Charlebois, dont l’album fut brillamment réalisé par Claude Larivée, a signé tous les textes de Doux Sauvage, sauf deux. Cela en dit long sans doute sur ses intentions, disons, autobiographiques? "Je ne sais pas si de tout ce que j’ai fait dans ma vie, les 35 ans qui ont précédé cet album en ont été la maquette, ou si le fait d’avoir travaillé avec Ducharme, Dabadie et Péloquin a déteint sur moi: mais ça s’apprend, l’écriture, cela nécessite de la patience. Pour faire une bonne chanson, confie notre Bob à nous, ça prend une émotion, un angle, pis une image. Réjean Ducharme me disait tout le temps qu’une bonne chanson est tracée d’avance, qu’il suffit de repasser sur les lignes. Et là, je commence à comprendre ce qu’il voulait dire: il y a toujours UN bon mot à trouver. Et tu peux te perdre, parce qu’entre deux lignes de chanson, tu peux changer d’idée 800 fois."
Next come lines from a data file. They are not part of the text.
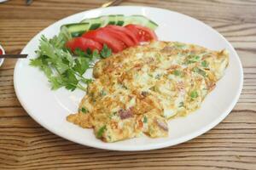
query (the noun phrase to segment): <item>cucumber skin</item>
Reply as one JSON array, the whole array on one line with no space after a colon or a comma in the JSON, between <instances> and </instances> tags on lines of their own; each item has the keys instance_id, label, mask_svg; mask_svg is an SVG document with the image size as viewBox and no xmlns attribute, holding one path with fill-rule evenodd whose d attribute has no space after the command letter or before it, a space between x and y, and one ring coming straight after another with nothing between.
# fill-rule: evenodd
<instances>
[{"instance_id":1,"label":"cucumber skin","mask_svg":"<svg viewBox=\"0 0 256 170\"><path fill-rule=\"evenodd\" d=\"M155 30L158 27L158 25L154 22L153 20L150 20L149 19L148 19L147 17L143 16L143 15L139 15L139 14L134 14L134 15L131 15L131 16L124 16L123 14L110 14L110 15L103 15L103 16L100 16L100 17L96 17L96 18L93 18L93 19L85 19L83 20L80 23L73 23L73 24L66 24L66 25L62 25L61 26L61 29L65 26L68 31L71 33L73 37L79 37L81 35L83 35L85 31L89 31L89 30L96 30L101 26L102 26L102 23L103 21L101 20L101 19L103 19L104 17L108 17L108 22L107 24L108 25L116 25L116 26L125 26L127 24L132 24L132 20L129 21L129 23L125 23L125 17L134 17L135 23L137 23L139 21L139 20L137 20L137 17L141 17L143 19L144 19L147 23L144 23L142 26L147 26L148 28L150 28L151 30ZM92 21L92 23L91 23ZM98 22L96 22L98 21ZM90 24L91 23L91 24ZM83 25L84 26L84 29L79 29L79 31L73 31L73 28L74 26L81 26L83 27ZM86 25L88 25L88 26L86 26Z\"/></svg>"}]
</instances>

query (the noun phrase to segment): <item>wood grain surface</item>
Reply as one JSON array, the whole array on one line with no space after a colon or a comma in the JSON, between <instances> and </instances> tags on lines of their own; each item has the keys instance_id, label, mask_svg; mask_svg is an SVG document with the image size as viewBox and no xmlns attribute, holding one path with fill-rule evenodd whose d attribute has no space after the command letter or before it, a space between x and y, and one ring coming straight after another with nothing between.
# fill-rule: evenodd
<instances>
[{"instance_id":1,"label":"wood grain surface","mask_svg":"<svg viewBox=\"0 0 256 170\"><path fill-rule=\"evenodd\" d=\"M39 31L104 0L23 0L0 3L0 42L19 54ZM13 86L15 60L0 68L0 169L256 169L256 1L125 0L121 5L165 8L210 25L236 48L244 86L232 112L207 133L161 150L119 152L63 139L35 122ZM236 75L234 75L236 76Z\"/></svg>"}]
</instances>

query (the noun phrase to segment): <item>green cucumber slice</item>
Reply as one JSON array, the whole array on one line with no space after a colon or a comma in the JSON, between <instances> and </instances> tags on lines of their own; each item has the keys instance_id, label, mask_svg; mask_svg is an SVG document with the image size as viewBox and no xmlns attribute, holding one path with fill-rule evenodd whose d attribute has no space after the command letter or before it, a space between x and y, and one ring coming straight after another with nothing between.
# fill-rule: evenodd
<instances>
[{"instance_id":1,"label":"green cucumber slice","mask_svg":"<svg viewBox=\"0 0 256 170\"><path fill-rule=\"evenodd\" d=\"M84 31L88 31L89 26L89 23L74 23L62 25L61 29L66 27L72 37L79 37L81 36Z\"/></svg>"},{"instance_id":2,"label":"green cucumber slice","mask_svg":"<svg viewBox=\"0 0 256 170\"><path fill-rule=\"evenodd\" d=\"M101 26L102 20L101 20L101 17L97 17L92 19L85 19L82 20L81 23L89 23L90 24L89 30L96 30Z\"/></svg>"}]
</instances>

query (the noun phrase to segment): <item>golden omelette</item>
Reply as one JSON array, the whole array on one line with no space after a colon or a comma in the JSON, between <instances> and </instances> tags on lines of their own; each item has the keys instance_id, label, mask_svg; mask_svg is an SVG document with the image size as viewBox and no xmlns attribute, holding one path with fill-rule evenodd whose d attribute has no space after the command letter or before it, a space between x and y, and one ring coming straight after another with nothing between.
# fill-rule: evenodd
<instances>
[{"instance_id":1,"label":"golden omelette","mask_svg":"<svg viewBox=\"0 0 256 170\"><path fill-rule=\"evenodd\" d=\"M226 50L152 42L98 61L79 112L68 122L114 142L168 135L168 119L198 109L229 63Z\"/></svg>"}]
</instances>

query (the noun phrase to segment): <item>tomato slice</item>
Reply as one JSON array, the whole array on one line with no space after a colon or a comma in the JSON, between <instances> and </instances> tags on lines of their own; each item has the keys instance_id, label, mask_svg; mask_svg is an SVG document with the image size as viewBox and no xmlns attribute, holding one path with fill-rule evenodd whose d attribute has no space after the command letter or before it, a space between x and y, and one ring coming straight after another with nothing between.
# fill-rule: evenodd
<instances>
[{"instance_id":1,"label":"tomato slice","mask_svg":"<svg viewBox=\"0 0 256 170\"><path fill-rule=\"evenodd\" d=\"M102 44L105 43L113 50L113 53L118 53L125 48L120 41L112 37L109 32L103 29L89 31L83 34L83 37L95 40Z\"/></svg>"},{"instance_id":2,"label":"tomato slice","mask_svg":"<svg viewBox=\"0 0 256 170\"><path fill-rule=\"evenodd\" d=\"M138 44L138 40L137 39L135 33L131 31L129 29L125 28L125 26L113 26L113 25L108 25L106 27L111 28L113 30L124 32L126 36L131 39L131 41L134 42L135 45Z\"/></svg>"},{"instance_id":3,"label":"tomato slice","mask_svg":"<svg viewBox=\"0 0 256 170\"><path fill-rule=\"evenodd\" d=\"M139 42L149 42L151 40L157 40L157 37L154 31L148 27L130 24L125 26L125 28L134 32L136 37Z\"/></svg>"},{"instance_id":4,"label":"tomato slice","mask_svg":"<svg viewBox=\"0 0 256 170\"><path fill-rule=\"evenodd\" d=\"M91 51L95 49L101 51L102 49L101 43L85 37L74 37L67 42L66 47L70 48L73 52L76 48L79 48L83 51L85 51L87 48L90 48Z\"/></svg>"},{"instance_id":5,"label":"tomato slice","mask_svg":"<svg viewBox=\"0 0 256 170\"><path fill-rule=\"evenodd\" d=\"M126 36L126 34L124 32L113 30L108 26L102 28L102 29L104 31L107 31L108 34L111 35L111 37L119 40L120 42L120 43L122 43L122 45L124 46L124 48L126 48L127 47L131 47L131 46L135 45L135 43L131 41L131 39L130 39L130 37L128 36Z\"/></svg>"}]
</instances>

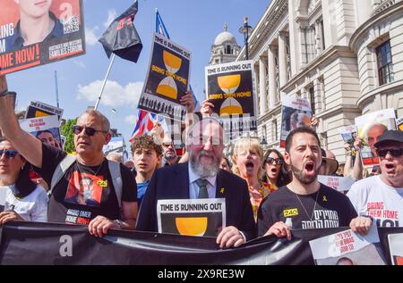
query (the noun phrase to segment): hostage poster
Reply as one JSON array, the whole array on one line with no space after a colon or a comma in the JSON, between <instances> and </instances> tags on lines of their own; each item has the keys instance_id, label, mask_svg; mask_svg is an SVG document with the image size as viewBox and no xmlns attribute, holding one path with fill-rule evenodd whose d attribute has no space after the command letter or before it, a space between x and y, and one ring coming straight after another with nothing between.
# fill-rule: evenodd
<instances>
[{"instance_id":1,"label":"hostage poster","mask_svg":"<svg viewBox=\"0 0 403 283\"><path fill-rule=\"evenodd\" d=\"M21 128L45 145L63 149L60 121L56 115L20 120Z\"/></svg>"},{"instance_id":2,"label":"hostage poster","mask_svg":"<svg viewBox=\"0 0 403 283\"><path fill-rule=\"evenodd\" d=\"M205 68L207 99L231 138L257 129L253 66L253 61L240 61Z\"/></svg>"},{"instance_id":3,"label":"hostage poster","mask_svg":"<svg viewBox=\"0 0 403 283\"><path fill-rule=\"evenodd\" d=\"M191 53L159 34L153 34L150 67L137 108L182 120L180 99L189 86Z\"/></svg>"},{"instance_id":4,"label":"hostage poster","mask_svg":"<svg viewBox=\"0 0 403 283\"><path fill-rule=\"evenodd\" d=\"M398 126L398 129L403 130L403 117L396 120L396 125Z\"/></svg>"},{"instance_id":5,"label":"hostage poster","mask_svg":"<svg viewBox=\"0 0 403 283\"><path fill-rule=\"evenodd\" d=\"M157 218L159 233L217 237L226 227L226 200L159 200Z\"/></svg>"},{"instance_id":6,"label":"hostage poster","mask_svg":"<svg viewBox=\"0 0 403 283\"><path fill-rule=\"evenodd\" d=\"M63 115L63 109L44 104L43 102L31 101L30 106L27 107L25 119L49 115L57 115L60 121Z\"/></svg>"},{"instance_id":7,"label":"hostage poster","mask_svg":"<svg viewBox=\"0 0 403 283\"><path fill-rule=\"evenodd\" d=\"M388 129L396 129L393 108L380 110L356 118L357 136L363 140L361 159L364 168L379 164L375 144Z\"/></svg>"},{"instance_id":8,"label":"hostage poster","mask_svg":"<svg viewBox=\"0 0 403 283\"><path fill-rule=\"evenodd\" d=\"M368 234L351 229L309 241L317 265L385 265L378 229L373 223Z\"/></svg>"},{"instance_id":9,"label":"hostage poster","mask_svg":"<svg viewBox=\"0 0 403 283\"><path fill-rule=\"evenodd\" d=\"M311 126L312 110L306 99L297 96L285 96L281 104L280 147L285 147L286 138L291 130L302 126Z\"/></svg>"},{"instance_id":10,"label":"hostage poster","mask_svg":"<svg viewBox=\"0 0 403 283\"><path fill-rule=\"evenodd\" d=\"M81 0L0 0L0 74L85 54Z\"/></svg>"},{"instance_id":11,"label":"hostage poster","mask_svg":"<svg viewBox=\"0 0 403 283\"><path fill-rule=\"evenodd\" d=\"M403 265L403 234L388 235L390 262L392 265Z\"/></svg>"}]
</instances>

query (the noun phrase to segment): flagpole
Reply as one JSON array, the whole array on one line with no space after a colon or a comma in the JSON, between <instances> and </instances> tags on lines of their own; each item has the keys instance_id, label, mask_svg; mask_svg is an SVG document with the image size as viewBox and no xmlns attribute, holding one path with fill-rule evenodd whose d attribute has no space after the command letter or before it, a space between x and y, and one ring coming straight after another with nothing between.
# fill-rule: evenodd
<instances>
[{"instance_id":1,"label":"flagpole","mask_svg":"<svg viewBox=\"0 0 403 283\"><path fill-rule=\"evenodd\" d=\"M107 84L107 77L109 77L109 72L110 72L110 70L112 69L112 64L114 63L115 57L116 57L116 55L113 53L112 57L110 58L109 67L107 68L107 74L105 75L104 82L102 83L101 90L99 91L99 96L98 96L97 103L95 104L95 107L94 107L95 110L97 110L98 106L99 105L102 93L104 92L104 88L105 88L105 85Z\"/></svg>"}]
</instances>

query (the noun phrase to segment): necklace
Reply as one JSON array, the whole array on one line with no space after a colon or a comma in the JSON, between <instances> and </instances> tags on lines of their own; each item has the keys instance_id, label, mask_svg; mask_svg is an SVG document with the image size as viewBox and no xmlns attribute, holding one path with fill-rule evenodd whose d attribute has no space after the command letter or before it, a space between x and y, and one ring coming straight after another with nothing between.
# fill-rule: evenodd
<instances>
[{"instance_id":1,"label":"necklace","mask_svg":"<svg viewBox=\"0 0 403 283\"><path fill-rule=\"evenodd\" d=\"M313 209L312 211L312 214L311 217L308 214L308 211L305 208L305 205L304 205L304 204L302 203L301 199L299 198L298 195L296 195L296 192L292 191L294 193L294 195L296 195L296 198L298 199L299 203L301 204L301 206L304 208L304 211L306 213L306 216L309 218L309 220L312 221L313 218L313 213L315 212L315 208L316 208L316 204L318 203L318 196L319 196L319 190L321 189L321 187L319 187L318 191L316 192L316 198L315 198L315 204L313 204Z\"/></svg>"}]
</instances>

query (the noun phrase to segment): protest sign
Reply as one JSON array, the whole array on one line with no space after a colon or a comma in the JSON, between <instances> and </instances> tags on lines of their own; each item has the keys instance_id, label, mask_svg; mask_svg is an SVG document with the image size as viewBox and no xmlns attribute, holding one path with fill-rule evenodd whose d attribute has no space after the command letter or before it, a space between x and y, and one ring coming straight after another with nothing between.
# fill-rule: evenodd
<instances>
[{"instance_id":1,"label":"protest sign","mask_svg":"<svg viewBox=\"0 0 403 283\"><path fill-rule=\"evenodd\" d=\"M301 126L311 126L312 110L306 99L297 96L285 96L281 104L280 147L285 147L286 138L291 130Z\"/></svg>"},{"instance_id":2,"label":"protest sign","mask_svg":"<svg viewBox=\"0 0 403 283\"><path fill-rule=\"evenodd\" d=\"M216 237L226 227L224 198L171 199L157 203L159 233Z\"/></svg>"},{"instance_id":3,"label":"protest sign","mask_svg":"<svg viewBox=\"0 0 403 283\"><path fill-rule=\"evenodd\" d=\"M339 133L343 141L348 145L350 151L355 153L356 149L354 148L354 142L356 137L356 125L345 126L341 127L339 129Z\"/></svg>"},{"instance_id":4,"label":"protest sign","mask_svg":"<svg viewBox=\"0 0 403 283\"><path fill-rule=\"evenodd\" d=\"M63 115L63 109L44 104L43 102L31 101L27 107L25 119L49 115L57 115L60 121Z\"/></svg>"},{"instance_id":5,"label":"protest sign","mask_svg":"<svg viewBox=\"0 0 403 283\"><path fill-rule=\"evenodd\" d=\"M137 108L182 120L185 107L180 99L189 86L191 53L154 33L150 68Z\"/></svg>"},{"instance_id":6,"label":"protest sign","mask_svg":"<svg viewBox=\"0 0 403 283\"><path fill-rule=\"evenodd\" d=\"M339 192L345 192L350 189L356 180L352 178L318 175L318 181Z\"/></svg>"},{"instance_id":7,"label":"protest sign","mask_svg":"<svg viewBox=\"0 0 403 283\"><path fill-rule=\"evenodd\" d=\"M351 229L309 241L317 265L384 265L376 224L365 236Z\"/></svg>"},{"instance_id":8,"label":"protest sign","mask_svg":"<svg viewBox=\"0 0 403 283\"><path fill-rule=\"evenodd\" d=\"M239 61L205 68L207 99L232 137L257 129L253 67L253 61Z\"/></svg>"},{"instance_id":9,"label":"protest sign","mask_svg":"<svg viewBox=\"0 0 403 283\"><path fill-rule=\"evenodd\" d=\"M395 111L380 110L356 118L357 136L363 139L361 160L364 168L379 164L375 143L388 129L396 129Z\"/></svg>"},{"instance_id":10,"label":"protest sign","mask_svg":"<svg viewBox=\"0 0 403 283\"><path fill-rule=\"evenodd\" d=\"M398 129L403 130L403 117L396 120L396 126L398 126Z\"/></svg>"},{"instance_id":11,"label":"protest sign","mask_svg":"<svg viewBox=\"0 0 403 283\"><path fill-rule=\"evenodd\" d=\"M20 120L21 128L46 145L62 149L60 121L56 115Z\"/></svg>"},{"instance_id":12,"label":"protest sign","mask_svg":"<svg viewBox=\"0 0 403 283\"><path fill-rule=\"evenodd\" d=\"M0 74L85 54L81 0L0 0Z\"/></svg>"},{"instance_id":13,"label":"protest sign","mask_svg":"<svg viewBox=\"0 0 403 283\"><path fill-rule=\"evenodd\" d=\"M7 196L7 187L0 186L0 212L2 212L4 210L6 196Z\"/></svg>"},{"instance_id":14,"label":"protest sign","mask_svg":"<svg viewBox=\"0 0 403 283\"><path fill-rule=\"evenodd\" d=\"M403 233L388 235L392 265L403 265Z\"/></svg>"}]
</instances>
"Moi, philosophe Charlebois, à partir du moment où je me dis: je ne serai jamais Réjean Ducharme, ou je ne serai jamais Rimbaud, je peux écrire et faire des choses valables. Si t’as une bonne histoire à raconter et que tu peux l’illustrer avec une seule guitare, ben tout est là! Si tu peux créer le climat avec un seul piano, c’est ça l’idéal."
Ce qui nous a naturellement amenés à parler des textures de guitares terriennes de Dominique Lanoie, inestimable complice de Doux Sauvage, tout comme les batteurs Rémi Leclerc et Alain Quirion, et le multi-instrumentiste Frédéric Beauséjour. Doux Sauvage n’a pas que des mots simples, il a aussi la musique qui vient avec: "Il y a un poste de radio country-western que je syntonise chaque fois que je passe dans les Adirondacks, et les guitares de Dominique évoquent exactement ça: une honnêteté absolue et une franchise désarmante."
"Moi, j’adore U2, avoue-t-il, question d’établir un parallèle entre sa progéniture musicale et la musique populaire. Mais pas pour les mêmes raisons que le monde. Pas parce que Bono court d’un bord à l’autre de la scène. Je l’ai trop fait, ça. La difficulté suprême dans mon nouveau show, c’est d’essayer de chanter sans bouger, je suis tellement pris dans mes tics… Non, j’aime Bono parce qu’il écrit des chansons extraordinaires."
Et comment vivra Doux Sauvage sur scène? "Dans mon spectacle, il y a moins de sautillage, moins d’agitation, plus de gestes minimalistes. Il a cependant fallu rajouter un guitariste-percussionniste, parce qu’à trois, j’étais condamné à faire la pompe avec ma guitare: si j’enlevais mes mains, tout s’écroulait. Il y a bien six ou sept chansons où je suis au piano, mais c’est un show très guitaristique", annonce Charlebois.
Avant sa rentrée montréalaise du 30 octobre au Corona, Charlebois n’aura eu que trois shows pour huiler les engrenages. "Mais on sera prêt, déclare-t-il, rassurant. Donner des spectacles, donc être sur une scène, j’adore ça. J’ai hâte de faire ma rentrée, t’as pas idée."